R is calculated by summing the number of infections that occur on each day of the infectious period, averaging for the entire study population.

$$R=\frac{1}{n}\sum _{i=1}^n\sum _{t={\tau }_i}^{{\tau }_i+{\nu }_i}(\sum _{j=1}^n{P}_{i,j}(t)).$$ (3)

Model Parameterization

For each iteration of our simulations, we sampled the duration of the incubation period, the early phase of symptoms, and the late phase of symptoms from distributions based on clinical and epidemiologic data (Table). We assumed an incubation period ranging between 5 and 15 days, which is consistent with recent empirical estimates for the current Ebola outbreak (15, 21).

Table.

Parameters Used in the Stochastic Model

Parameter	Symbol	Distribution Used for Uncertainty Analysis	Source (Reference)
Number of contacts during early phase	CEarly	Sampled from data	2014 Liberia; Supplement 1†
Number of contacts during late phase for nonsurvivors	CLate	Sampled from data, between 1 and 5	Based on household size (22)
Incubation phase duration (d)	η	Triangular (mode 8, range [5, 15])	3, 9, 15, 30
Late symptoms phase duration (d)	ψ	Uniform (range [1, 5])	18, 21, 31, 32
Overall symptom duration (d)	ν	Triangular (mode 8, range [5, 14])	18, 21, 26
Rate ratio of transmission risk	r	Evaluated	1995 Zaire, 2000 Uganda; Supplement 1† (8, 9)
Daily viral load stratified by survivorship	Vs(t)	Log normal*	2000 Uganda (8)

^*Viral load was measured based on the mean and SD counts of daily RNA copy levels over 14 d after symptom onset and are stratified by survivorship.
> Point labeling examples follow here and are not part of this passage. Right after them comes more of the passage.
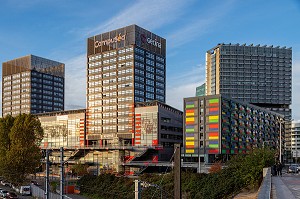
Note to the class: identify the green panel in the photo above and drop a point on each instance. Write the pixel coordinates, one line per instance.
(189, 130)
(189, 106)
(213, 100)
(213, 146)
(215, 120)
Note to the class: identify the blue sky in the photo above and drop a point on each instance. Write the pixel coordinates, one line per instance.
(57, 29)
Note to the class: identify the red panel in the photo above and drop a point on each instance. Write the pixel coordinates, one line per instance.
(154, 142)
(189, 146)
(189, 122)
(213, 126)
(213, 134)
(213, 151)
(213, 109)
(155, 158)
(189, 110)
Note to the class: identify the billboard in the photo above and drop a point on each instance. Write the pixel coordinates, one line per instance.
(129, 35)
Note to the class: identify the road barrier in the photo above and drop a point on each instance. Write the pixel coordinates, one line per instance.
(39, 193)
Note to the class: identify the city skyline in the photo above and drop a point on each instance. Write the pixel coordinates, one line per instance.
(62, 35)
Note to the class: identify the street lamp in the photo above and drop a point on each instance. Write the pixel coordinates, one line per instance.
(280, 142)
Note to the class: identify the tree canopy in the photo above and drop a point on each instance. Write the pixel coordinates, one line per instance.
(20, 138)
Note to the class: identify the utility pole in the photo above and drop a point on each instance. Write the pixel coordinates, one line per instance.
(137, 189)
(280, 140)
(177, 171)
(47, 174)
(62, 173)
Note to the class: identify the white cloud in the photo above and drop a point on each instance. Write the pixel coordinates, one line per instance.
(184, 85)
(150, 14)
(199, 25)
(175, 95)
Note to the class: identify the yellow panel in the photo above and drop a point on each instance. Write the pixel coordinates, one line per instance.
(190, 138)
(189, 143)
(190, 119)
(214, 117)
(189, 150)
(190, 114)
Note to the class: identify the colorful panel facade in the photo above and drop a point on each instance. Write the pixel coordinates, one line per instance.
(212, 132)
(227, 126)
(191, 127)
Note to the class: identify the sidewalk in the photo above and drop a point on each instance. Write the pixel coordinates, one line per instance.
(280, 190)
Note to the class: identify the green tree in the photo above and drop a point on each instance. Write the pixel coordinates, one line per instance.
(6, 124)
(23, 154)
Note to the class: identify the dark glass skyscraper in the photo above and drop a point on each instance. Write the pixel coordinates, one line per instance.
(32, 84)
(125, 66)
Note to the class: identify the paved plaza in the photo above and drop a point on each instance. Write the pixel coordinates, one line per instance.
(286, 187)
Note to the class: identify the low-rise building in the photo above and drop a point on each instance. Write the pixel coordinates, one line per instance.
(216, 127)
(157, 127)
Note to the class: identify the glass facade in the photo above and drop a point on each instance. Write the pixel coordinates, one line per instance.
(125, 66)
(32, 84)
(63, 129)
(260, 75)
(295, 140)
(220, 125)
(200, 90)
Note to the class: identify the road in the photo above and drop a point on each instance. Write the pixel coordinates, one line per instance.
(287, 186)
(11, 190)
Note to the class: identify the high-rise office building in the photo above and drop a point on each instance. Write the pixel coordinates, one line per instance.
(260, 75)
(32, 84)
(200, 90)
(215, 125)
(295, 141)
(125, 66)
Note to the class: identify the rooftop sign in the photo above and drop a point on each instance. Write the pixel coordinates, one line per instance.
(110, 41)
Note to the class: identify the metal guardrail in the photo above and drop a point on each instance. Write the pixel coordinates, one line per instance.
(264, 191)
(94, 147)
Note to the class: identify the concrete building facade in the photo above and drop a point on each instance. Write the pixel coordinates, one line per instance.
(217, 126)
(260, 75)
(200, 90)
(295, 140)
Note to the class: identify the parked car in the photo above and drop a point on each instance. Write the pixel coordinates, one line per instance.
(35, 183)
(3, 193)
(293, 169)
(25, 190)
(11, 195)
(4, 183)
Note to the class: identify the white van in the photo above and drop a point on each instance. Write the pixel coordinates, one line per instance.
(25, 190)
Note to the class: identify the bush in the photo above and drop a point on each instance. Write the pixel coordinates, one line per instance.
(241, 171)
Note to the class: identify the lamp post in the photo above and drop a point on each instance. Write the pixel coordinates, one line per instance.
(280, 142)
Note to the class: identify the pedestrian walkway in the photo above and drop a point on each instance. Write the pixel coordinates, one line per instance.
(286, 187)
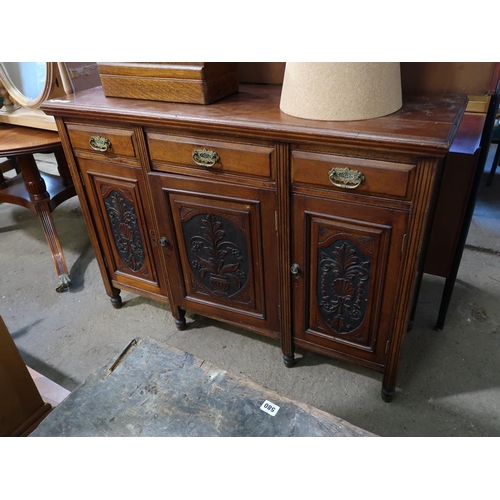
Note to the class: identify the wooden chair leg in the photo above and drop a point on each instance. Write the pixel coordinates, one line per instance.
(494, 165)
(40, 202)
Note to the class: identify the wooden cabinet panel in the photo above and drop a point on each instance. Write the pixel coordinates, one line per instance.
(344, 294)
(121, 220)
(221, 248)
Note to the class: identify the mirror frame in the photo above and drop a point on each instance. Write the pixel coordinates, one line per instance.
(57, 83)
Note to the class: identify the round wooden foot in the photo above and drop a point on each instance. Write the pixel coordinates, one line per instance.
(116, 302)
(180, 324)
(64, 283)
(387, 396)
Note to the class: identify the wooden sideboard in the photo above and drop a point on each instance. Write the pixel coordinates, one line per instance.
(308, 232)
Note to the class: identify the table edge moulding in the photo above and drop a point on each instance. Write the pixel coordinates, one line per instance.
(309, 232)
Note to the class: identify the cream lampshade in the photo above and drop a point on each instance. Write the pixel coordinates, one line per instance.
(341, 91)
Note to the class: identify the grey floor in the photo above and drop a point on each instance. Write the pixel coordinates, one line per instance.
(449, 382)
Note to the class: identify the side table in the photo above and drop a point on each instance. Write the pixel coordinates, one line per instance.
(38, 191)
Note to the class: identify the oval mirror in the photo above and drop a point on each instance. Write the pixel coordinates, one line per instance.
(28, 83)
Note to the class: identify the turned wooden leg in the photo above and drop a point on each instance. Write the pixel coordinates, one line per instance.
(180, 319)
(116, 300)
(387, 394)
(40, 202)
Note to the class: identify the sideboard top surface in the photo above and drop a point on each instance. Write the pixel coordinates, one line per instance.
(426, 124)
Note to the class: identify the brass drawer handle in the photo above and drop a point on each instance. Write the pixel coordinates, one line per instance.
(99, 143)
(205, 157)
(345, 178)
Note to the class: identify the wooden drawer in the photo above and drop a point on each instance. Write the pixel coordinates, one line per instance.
(102, 140)
(211, 155)
(375, 176)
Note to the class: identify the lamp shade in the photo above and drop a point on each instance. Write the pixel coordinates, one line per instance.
(341, 91)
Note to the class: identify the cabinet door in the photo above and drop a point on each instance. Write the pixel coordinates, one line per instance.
(221, 253)
(345, 290)
(120, 213)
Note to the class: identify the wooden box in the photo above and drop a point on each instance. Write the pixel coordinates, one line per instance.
(194, 82)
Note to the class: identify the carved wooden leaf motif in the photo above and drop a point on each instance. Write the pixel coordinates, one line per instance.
(217, 252)
(342, 285)
(125, 229)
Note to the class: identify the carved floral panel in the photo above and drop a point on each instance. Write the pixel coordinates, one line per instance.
(343, 281)
(125, 229)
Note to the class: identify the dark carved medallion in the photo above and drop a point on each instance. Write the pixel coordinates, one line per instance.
(125, 229)
(217, 253)
(342, 285)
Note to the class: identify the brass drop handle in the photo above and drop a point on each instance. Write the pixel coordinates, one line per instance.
(345, 178)
(98, 143)
(205, 157)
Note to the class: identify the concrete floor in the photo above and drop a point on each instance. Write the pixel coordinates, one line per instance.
(449, 382)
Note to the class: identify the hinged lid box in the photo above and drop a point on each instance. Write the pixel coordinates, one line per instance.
(194, 82)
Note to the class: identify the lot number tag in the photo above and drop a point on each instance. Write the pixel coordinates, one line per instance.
(270, 408)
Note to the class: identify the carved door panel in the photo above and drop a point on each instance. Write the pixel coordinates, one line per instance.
(345, 291)
(222, 249)
(119, 207)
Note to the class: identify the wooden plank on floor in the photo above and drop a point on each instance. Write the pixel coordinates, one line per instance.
(50, 391)
(152, 389)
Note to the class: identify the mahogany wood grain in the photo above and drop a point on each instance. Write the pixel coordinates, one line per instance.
(22, 407)
(263, 240)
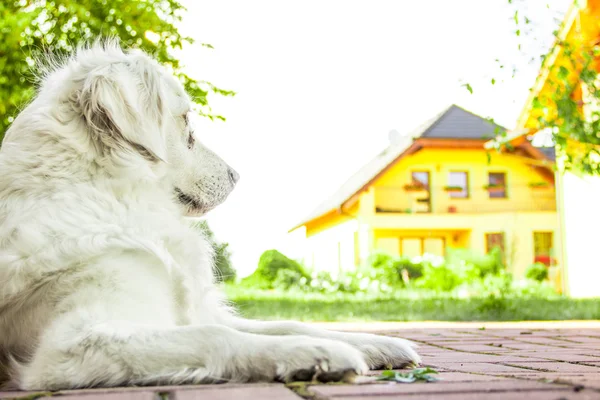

^†Available at www.annals.org.

To evaluate the number of contacts of an infectious individual at time t, we generated a contact distribution from primary contact-tracing data collected between 3 August and 28 August in Montserrado County by the MoHSW. These data show the contacts of 245 infected individuals and the timing of symptom onset. Thus, these data provide information about the contact patterns of infected individuals through the infectious period, which we assume different from the contact patterns of those who are not ill. We found that the mean number of contacts for an infected individual is 5.47 (95% CI, 4.80 to 6.15) but can be as high as 33 (Supplement 2, available at www.annals.org). With the exception of nonsurvivors during their late phase of infection, we assumed that the number of contacts of an infected individual would be drawn from this distribution. Conservatively with respect to our findings, we also assumed that for nonsurvivors during the late phase of infection, the number of contacts would be drawn from the same distribution, truncated between 1 and 5, because the average household size in Montserrado County is 4.7 (22). This is because individuals in the late phase of disease are more likely to stay home and would therefore probably be in contact only with household members (Table).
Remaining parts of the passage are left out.